Location of São João do Paraíso in the state of Minas Gerais

São João do Paraíso is a city in the northeast of the Brazilian state of Minas Gerais. In 2020 its population was estimated to be 23,709 in a total area of 1,921 km^{2}.

The city belongs to the mesoregion of Jequitinhonha and to the microregion of Salinas. The elevation of the municipal seat is 780 meters. It became a municipality in 1943. This municipality is located north of the Rio Pardo and forms a boundary with the state of Bahia. It is crossed by the Rio São João, a tributary of the Rio Pardo.

Distances to important cities: Belo Horizonte - 746 km, Montes Claros – 328 km, Taiobeiras - 71 km, Brasília - 1022 km, São Paulo - 1330 km, and Vitória da Conquista - 220 km.

Most of the population lived in the rural areas. The breakdown was as follows: Urban: 8,231 (39.18%) and Rural: 12,779 (60.82%).

Municipal boundaries are with: the state of Bahia, Montezuma, Taiobeiras, Indaiabira, Vargem Grande do Rio Pardo, Berizal, Águas Vermelhas, and Ninheira.

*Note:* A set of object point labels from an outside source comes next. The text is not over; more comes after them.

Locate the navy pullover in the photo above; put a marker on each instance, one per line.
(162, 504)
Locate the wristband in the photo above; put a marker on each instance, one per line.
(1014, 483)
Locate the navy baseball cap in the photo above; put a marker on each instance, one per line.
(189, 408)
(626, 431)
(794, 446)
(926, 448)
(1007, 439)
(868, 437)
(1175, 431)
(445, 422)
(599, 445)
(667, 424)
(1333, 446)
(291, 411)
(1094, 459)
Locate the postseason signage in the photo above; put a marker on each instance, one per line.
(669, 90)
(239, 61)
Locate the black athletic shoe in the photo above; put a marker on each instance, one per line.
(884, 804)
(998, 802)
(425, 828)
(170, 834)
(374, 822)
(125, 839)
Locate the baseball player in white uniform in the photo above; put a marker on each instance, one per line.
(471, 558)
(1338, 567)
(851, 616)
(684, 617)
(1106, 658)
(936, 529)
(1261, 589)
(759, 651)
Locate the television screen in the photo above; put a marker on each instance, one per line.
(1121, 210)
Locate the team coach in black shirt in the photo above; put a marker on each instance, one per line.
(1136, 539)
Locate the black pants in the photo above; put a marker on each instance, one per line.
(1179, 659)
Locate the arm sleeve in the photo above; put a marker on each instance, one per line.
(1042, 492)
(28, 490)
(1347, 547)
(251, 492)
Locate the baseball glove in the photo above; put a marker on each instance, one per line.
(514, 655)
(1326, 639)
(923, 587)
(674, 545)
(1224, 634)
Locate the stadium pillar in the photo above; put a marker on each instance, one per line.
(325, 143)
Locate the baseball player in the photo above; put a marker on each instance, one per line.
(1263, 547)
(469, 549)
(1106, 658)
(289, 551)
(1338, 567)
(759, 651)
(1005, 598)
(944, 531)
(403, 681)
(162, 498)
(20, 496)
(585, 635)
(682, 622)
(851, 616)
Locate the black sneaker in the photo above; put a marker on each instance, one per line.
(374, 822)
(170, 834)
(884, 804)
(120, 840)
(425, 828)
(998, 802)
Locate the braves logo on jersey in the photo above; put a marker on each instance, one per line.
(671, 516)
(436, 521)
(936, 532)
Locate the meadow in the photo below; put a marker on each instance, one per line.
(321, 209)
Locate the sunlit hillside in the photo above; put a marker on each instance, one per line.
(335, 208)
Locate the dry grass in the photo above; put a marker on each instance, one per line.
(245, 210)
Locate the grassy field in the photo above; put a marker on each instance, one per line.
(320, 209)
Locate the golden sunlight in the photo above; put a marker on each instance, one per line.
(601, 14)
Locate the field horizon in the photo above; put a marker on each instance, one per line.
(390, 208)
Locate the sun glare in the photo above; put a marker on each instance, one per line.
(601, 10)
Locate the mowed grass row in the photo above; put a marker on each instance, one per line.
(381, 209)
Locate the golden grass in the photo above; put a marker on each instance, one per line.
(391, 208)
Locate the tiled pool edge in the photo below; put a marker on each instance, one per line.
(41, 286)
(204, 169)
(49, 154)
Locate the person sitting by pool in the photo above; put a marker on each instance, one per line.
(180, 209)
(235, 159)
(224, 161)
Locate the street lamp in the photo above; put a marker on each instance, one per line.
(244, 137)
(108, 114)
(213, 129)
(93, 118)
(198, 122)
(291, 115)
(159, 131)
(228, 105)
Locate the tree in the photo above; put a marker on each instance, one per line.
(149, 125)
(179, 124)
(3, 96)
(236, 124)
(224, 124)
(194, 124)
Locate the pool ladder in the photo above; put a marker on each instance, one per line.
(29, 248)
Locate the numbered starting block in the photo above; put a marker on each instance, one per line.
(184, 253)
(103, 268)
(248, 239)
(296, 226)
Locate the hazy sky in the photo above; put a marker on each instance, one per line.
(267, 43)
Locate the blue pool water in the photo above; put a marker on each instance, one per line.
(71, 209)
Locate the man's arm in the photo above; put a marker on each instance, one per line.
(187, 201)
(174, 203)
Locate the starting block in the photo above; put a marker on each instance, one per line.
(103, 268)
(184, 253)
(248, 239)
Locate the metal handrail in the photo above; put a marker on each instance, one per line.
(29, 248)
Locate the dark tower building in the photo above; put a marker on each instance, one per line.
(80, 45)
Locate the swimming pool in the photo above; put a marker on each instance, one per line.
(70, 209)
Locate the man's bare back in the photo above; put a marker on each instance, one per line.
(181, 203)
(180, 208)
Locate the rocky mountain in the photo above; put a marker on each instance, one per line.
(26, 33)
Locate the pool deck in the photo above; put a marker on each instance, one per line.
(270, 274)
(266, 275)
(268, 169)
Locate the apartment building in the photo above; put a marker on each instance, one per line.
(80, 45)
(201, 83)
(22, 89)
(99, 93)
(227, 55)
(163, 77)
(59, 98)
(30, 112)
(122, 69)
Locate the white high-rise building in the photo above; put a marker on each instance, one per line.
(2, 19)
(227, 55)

The main economic activities are cattle raising and farming. The GDP was R$71,441,000 (2005). There was 01 banking agency in 2006. There were 691 automobiles in 2007, a ratio of one for every 30 people. In the rural area there were 2,909 farms (2006)with around 8,000 people involved in the agricultural sector. There were 51 tractors, a ratio of one tractor for every 60 farms. The main crops were coffee, bananas, sugarcane, beans, manioc, and corn. In the health sector there were 7 health clinics and 01 hospital with 78 beds. The score on the Municipal Human Development Index was 0.644. This ranked Sao João do Paraíso 762 out of 853 municipalities in the state, with Poços de Caldas in first place with 0.841 and Setubinha in last place with 0.568.